HTTP : Must known Protocol (Part 1)

Hypertext Transfer Protocol (HTTP) is an application-level protocol for distributed, collaborative, hypermedia information systems.Basically, HTTP is a TCP/IP based communication protocol, that is used to deliver data (HTML files, image files, query results, etc.) on the World Wide Web.The default port is TCP 80, but other ports can be used as well. It provides a standardized way for computers to communicate with each other.

HTTP specification specifies how clients' request data will be constructed and sent to the server, and how the servers respond to these requests.


TCP/IP is responsible for breaking up the packets  into small pieces and taking them to the correct place or ip address where they are supposed to reach.

Basic Features of HTTP :


HTTP is connectionless: The HTTP client, i.e., a browser initiates an HTTP request and after a request is made, the client disconnects from the server and waits for a response. The server processes the request and re-establishes the connection with the client to send a response back.

HTTP is media independent: It means, any type of data can be sent by HTTP as long as both the client and the server know how to handle the data content. It is required for the client as well as the server to specify the content type using appropriate MIME-type.

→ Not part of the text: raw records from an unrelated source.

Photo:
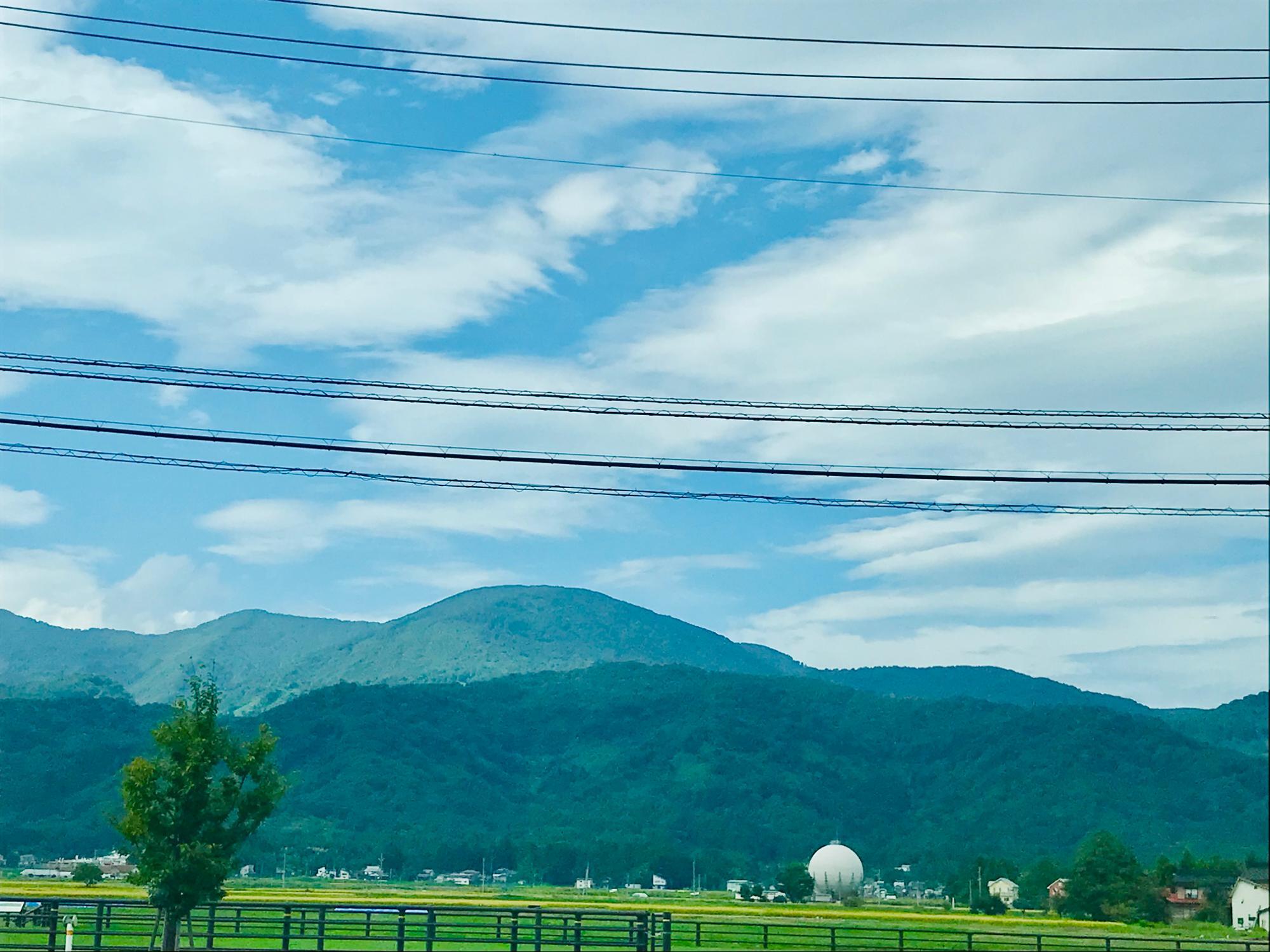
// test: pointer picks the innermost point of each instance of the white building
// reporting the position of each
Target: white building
(1250, 904)
(1005, 890)
(836, 871)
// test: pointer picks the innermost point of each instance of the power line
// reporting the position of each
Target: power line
(628, 68)
(821, 502)
(280, 441)
(773, 39)
(623, 167)
(438, 400)
(615, 398)
(580, 84)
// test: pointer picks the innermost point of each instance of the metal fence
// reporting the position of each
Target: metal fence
(742, 934)
(233, 927)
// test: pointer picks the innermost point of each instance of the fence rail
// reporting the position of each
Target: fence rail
(238, 927)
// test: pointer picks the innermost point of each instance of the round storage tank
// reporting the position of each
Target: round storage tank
(836, 869)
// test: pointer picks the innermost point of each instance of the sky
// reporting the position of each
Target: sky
(135, 239)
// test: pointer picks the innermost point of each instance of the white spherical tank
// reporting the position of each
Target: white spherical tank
(836, 869)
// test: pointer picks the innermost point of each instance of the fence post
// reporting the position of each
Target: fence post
(53, 926)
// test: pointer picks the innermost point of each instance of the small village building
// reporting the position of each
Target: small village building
(1250, 904)
(1005, 890)
(1186, 897)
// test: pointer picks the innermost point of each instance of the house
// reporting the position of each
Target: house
(1186, 897)
(1250, 904)
(1005, 890)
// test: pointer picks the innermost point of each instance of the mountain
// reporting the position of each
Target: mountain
(1241, 725)
(998, 685)
(264, 659)
(622, 766)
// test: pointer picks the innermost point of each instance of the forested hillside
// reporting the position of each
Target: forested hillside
(627, 765)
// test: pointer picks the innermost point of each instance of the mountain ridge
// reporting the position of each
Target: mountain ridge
(632, 764)
(264, 658)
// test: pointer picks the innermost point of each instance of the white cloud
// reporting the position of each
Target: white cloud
(290, 248)
(64, 587)
(449, 578)
(666, 571)
(864, 161)
(266, 531)
(22, 507)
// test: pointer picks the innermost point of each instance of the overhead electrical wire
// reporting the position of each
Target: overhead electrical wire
(629, 493)
(629, 411)
(628, 68)
(281, 441)
(580, 84)
(773, 39)
(615, 398)
(623, 167)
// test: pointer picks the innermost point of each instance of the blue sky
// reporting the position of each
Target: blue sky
(142, 241)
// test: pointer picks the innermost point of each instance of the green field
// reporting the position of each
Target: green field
(467, 918)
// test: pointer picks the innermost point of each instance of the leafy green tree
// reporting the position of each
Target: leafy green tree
(989, 904)
(189, 810)
(88, 874)
(1109, 884)
(796, 883)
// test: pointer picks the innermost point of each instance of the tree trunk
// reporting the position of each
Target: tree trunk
(171, 930)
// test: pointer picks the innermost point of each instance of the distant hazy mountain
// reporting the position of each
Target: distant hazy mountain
(618, 767)
(998, 685)
(264, 659)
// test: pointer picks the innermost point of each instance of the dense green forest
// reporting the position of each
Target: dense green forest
(627, 766)
(266, 659)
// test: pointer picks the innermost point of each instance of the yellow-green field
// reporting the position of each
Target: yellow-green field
(681, 904)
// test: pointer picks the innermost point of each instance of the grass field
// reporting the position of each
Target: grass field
(474, 917)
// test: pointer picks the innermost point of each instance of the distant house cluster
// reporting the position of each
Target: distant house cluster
(114, 866)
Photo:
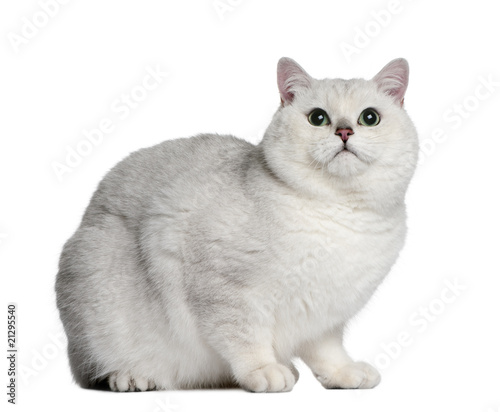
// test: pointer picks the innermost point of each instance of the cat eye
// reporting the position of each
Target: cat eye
(369, 117)
(318, 117)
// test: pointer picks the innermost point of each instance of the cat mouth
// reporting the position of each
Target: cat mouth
(345, 151)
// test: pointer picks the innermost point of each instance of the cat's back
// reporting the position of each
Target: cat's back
(174, 168)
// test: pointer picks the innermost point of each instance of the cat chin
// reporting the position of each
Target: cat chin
(346, 164)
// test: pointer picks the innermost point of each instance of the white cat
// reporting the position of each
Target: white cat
(208, 261)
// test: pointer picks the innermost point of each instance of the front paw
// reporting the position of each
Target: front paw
(270, 378)
(356, 375)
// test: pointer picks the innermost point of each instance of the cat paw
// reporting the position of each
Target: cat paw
(270, 378)
(356, 375)
(125, 382)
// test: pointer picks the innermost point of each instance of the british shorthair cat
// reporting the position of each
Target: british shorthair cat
(209, 261)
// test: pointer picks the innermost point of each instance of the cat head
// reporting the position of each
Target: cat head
(350, 135)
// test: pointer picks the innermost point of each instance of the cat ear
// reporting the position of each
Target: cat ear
(291, 78)
(393, 79)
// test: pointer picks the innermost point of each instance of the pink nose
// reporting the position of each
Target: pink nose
(344, 134)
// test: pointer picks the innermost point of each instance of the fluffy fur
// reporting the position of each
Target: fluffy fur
(209, 261)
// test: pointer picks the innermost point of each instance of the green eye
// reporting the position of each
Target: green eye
(369, 117)
(318, 117)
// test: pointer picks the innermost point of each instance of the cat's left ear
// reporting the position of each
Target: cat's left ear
(393, 79)
(291, 78)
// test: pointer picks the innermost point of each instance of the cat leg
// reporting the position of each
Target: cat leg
(260, 373)
(126, 382)
(249, 352)
(333, 367)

HTTP is stateless: As mentioned above, HTTP is connectionless and it is a direct result of HTTP being a stateless protocol. The server and client are aware of each other only during a current request. Afterwards, both of them forget about each other. Due to this nature of the protocol, neither the client nor the browser can retain information between different requests across the web pages.

HTTP/1.0 uses a new connection for each request/response exchange, where as HTTP/1.1 connection may be used for one or more request/response exchanges.

HTTP Architecture 


HTTP is based on the client-server architecture model and a stateless request/response protocol that operates by exchanging messages across a reliable TCP/IP connection.

An HTTP "client" is a program (Web browser or any other client) that establishes a connection to a server for the purpose of sending one or more HTTP request messages. An HTTP "server" is a program ( generally a web server like Apache Web Server or Internet Information Services IIS, etc. ) that accepts connections in order to serve HTTP requests by sending HTTP response messages.



URL

At the heart of web communications is the request message, which are sent via Uniform Resource Locators (URLs).URL define the application protocol or scheme which will be used for packet transmission, host where request has to be sent , port number , resource path and query data if needed.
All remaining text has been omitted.